Well, today I felt like crap for most of the day. Let me back up and explain...at least what I believe to be the cause of my crappy feeling:
Last night was the meeting for our infertility support group. Only three of us were able to show up, which always makes for an interesting discussion night. I feel like, the smaller the group, the deeper the conversation because less people get more time to talk and share.
So, anyways, one of the girls asked me if I was diagnosed, by my previous doctor, with PCOS (poly cystic ovarian syndrome). I had never heard that term used to describe my cause of infertility...but she insisted that, from the symptoms I described to the group (irregular cycles and lack of ovulation), that she was sure that I had PCOS. I wasn't really bothered by the insistence...though I thought, but it got me to think..."Do I have PCOS?" "Is that why I'm not pregnant now?" "Is that keeping me from getting pregnant this second time around...because I was so sure that the second pregnancy would be quick and easy." "Did the doctors misdiagnose me?" The questions just kept running around in my head.

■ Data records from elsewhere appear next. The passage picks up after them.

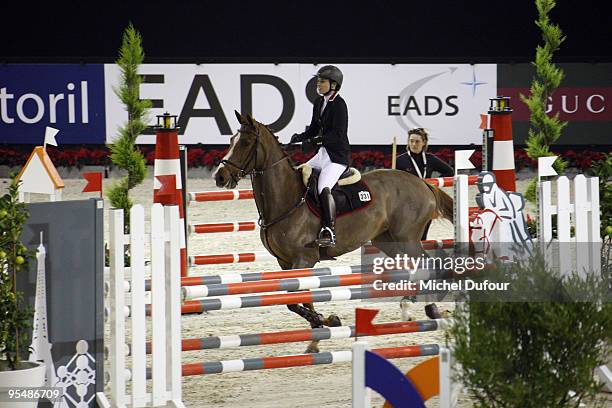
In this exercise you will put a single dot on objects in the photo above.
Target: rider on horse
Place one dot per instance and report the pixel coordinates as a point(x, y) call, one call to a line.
point(328, 129)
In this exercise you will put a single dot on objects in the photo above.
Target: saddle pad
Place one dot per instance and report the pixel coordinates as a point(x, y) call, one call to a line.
point(348, 198)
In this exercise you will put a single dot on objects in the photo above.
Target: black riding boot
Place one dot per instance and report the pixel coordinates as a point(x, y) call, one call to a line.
point(327, 235)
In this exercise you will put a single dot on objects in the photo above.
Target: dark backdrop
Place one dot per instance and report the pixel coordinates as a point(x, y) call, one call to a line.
point(306, 31)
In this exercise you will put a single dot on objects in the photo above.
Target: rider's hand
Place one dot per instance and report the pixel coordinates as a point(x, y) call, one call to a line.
point(295, 138)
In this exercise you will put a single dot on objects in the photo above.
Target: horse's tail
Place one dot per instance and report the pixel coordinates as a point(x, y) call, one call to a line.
point(444, 203)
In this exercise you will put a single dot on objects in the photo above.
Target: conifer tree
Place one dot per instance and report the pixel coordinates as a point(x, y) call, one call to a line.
point(124, 153)
point(544, 129)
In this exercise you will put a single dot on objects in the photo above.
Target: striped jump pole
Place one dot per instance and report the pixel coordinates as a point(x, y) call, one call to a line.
point(224, 195)
point(317, 296)
point(296, 336)
point(305, 283)
point(449, 181)
point(216, 227)
point(281, 274)
point(256, 256)
point(230, 258)
point(259, 276)
point(301, 360)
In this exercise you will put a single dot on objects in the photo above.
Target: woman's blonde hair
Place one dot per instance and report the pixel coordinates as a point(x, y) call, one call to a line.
point(421, 132)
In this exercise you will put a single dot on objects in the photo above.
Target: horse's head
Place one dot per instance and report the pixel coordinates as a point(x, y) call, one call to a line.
point(248, 152)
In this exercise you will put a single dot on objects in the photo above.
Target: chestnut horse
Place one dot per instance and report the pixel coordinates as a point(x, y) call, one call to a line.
point(402, 206)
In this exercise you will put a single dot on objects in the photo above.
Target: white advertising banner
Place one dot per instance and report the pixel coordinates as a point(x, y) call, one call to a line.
point(383, 100)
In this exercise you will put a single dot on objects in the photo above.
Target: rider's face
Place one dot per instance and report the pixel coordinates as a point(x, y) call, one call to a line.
point(323, 86)
point(415, 143)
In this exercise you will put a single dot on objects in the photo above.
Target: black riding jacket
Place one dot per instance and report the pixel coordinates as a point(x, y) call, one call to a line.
point(332, 126)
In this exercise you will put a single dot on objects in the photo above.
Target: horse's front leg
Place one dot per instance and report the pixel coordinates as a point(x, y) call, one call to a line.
point(308, 311)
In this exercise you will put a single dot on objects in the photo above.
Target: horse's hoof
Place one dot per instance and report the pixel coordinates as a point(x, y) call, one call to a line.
point(311, 349)
point(332, 321)
point(431, 310)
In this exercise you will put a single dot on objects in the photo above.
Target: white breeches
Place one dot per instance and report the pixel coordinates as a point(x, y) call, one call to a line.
point(330, 171)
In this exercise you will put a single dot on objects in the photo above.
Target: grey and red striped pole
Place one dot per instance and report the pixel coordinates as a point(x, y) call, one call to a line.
point(168, 163)
point(296, 336)
point(503, 147)
point(300, 360)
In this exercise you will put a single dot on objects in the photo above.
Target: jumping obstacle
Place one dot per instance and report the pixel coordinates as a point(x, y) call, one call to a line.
point(242, 226)
point(165, 267)
point(296, 336)
point(232, 302)
point(372, 370)
point(306, 283)
point(300, 360)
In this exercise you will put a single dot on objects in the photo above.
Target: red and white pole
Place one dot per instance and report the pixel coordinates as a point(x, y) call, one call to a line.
point(503, 146)
point(167, 163)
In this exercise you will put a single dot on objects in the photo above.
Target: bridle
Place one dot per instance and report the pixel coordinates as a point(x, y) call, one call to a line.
point(254, 172)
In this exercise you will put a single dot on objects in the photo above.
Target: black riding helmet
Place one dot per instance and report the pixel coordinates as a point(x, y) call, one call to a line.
point(331, 73)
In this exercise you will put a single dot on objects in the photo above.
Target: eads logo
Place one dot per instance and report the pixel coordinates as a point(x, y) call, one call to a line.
point(412, 104)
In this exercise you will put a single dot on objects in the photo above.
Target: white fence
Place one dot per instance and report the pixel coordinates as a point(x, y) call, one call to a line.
point(581, 252)
point(165, 310)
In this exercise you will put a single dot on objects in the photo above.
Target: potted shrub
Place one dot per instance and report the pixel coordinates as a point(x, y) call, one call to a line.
point(15, 315)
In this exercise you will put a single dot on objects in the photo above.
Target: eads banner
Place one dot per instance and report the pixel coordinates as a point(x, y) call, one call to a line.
point(383, 100)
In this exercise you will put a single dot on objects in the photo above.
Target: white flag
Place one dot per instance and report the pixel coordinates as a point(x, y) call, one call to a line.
point(462, 159)
point(545, 166)
point(50, 135)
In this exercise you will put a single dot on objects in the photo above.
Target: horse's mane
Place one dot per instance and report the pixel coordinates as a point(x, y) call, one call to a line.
point(267, 127)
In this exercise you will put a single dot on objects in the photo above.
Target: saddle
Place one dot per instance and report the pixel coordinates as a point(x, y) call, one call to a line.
point(351, 193)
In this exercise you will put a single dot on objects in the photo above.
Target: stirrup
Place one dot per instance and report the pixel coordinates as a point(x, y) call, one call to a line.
point(326, 241)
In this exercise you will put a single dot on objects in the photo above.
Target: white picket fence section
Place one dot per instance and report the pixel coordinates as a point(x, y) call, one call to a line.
point(580, 253)
point(164, 240)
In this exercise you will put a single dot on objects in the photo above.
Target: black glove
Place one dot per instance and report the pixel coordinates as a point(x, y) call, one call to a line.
point(296, 138)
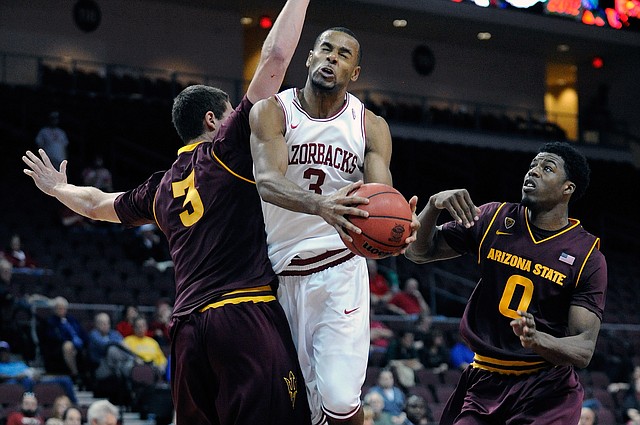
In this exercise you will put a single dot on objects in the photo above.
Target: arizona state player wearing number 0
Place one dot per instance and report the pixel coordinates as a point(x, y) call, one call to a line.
point(311, 147)
point(535, 314)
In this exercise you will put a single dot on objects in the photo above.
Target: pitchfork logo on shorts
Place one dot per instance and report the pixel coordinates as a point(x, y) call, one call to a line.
point(292, 386)
point(396, 233)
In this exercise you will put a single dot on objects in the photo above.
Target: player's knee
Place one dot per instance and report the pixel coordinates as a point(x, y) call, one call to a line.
point(341, 402)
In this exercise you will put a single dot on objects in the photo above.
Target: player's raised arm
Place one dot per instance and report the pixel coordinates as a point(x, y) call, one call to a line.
point(270, 156)
point(378, 151)
point(429, 245)
point(85, 200)
point(277, 50)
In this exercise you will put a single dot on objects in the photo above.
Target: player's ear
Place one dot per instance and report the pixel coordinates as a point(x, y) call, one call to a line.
point(308, 62)
point(569, 187)
point(355, 74)
point(209, 121)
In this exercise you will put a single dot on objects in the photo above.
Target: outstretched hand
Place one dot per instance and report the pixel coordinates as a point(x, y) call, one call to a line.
point(333, 209)
point(525, 328)
point(42, 171)
point(459, 204)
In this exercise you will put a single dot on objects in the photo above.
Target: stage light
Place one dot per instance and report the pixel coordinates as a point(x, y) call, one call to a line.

Later on, towards the end of the meeting, the other girl had asked me about our plans for having more children. This provided me the perfect opportunity to share that Craig and I had actually been trying for over a year now for baby #2. (I was always so afraid to bring that up because I didn't want to be "that" person in the infertility group who already had a baby and was greedy for another one...when the other girls in the group were desiring just one). I shared with them that Craig and I decided that once we were given the A.O.K. to start trying again, that we would do exactly that. I brought up how so many statistics say that once your body has a baby, it is able to figure out how it is intended to function and the second time around isn't as difficult...but I am finding that to not really apply to me. I shared how I was so excited because I thought my cycles were finally "regular" at 38 days...until the nurse told me that a 38 day cycle pretty much means no ovulation.
So...put those two things together: being able to be open about being back in the saddle with "trying" for baby #2 for over a year with no luck...and then having someone tell you that they are sure you have PCOS...for the first time since Emily...I began to feel infertile again.
As a result, I felt like CRAP all day today. I felt like at any moment I could just let the flood gates open. I felt like "WOE is me"...and I so hated feeling like that!!!! I have such a wonderful daughter...who by the way, as I was telling Craig how I was feeling...and crying on his shoulder, Emily came over to me and gave me hug and hug after hug because her mommy was crying. I DO NOT want to fall back into depression, and I know that I am just letting lies fill my head: battlefield of the mind!!!!
So, I find myself at a crossroad. Do I continue to try for baby #2 knowing that God has done a miracle with Emily and is more than capable to perform another miracle in me? Or do I seek out medical help (which I don't believe is "giving up" on God!!!) with SRM (who, by the way, has just so happened to open up a new office in Tacoma!!!) Part of me is SO CURIOUS as to what they would recommend!!! I am not looking to do any "procedures" any time soon!!! NO WAY JOSE!!! I am just wondering if they would recommend some hormone pills or something extremely basic!
There you have it!! Here we go again!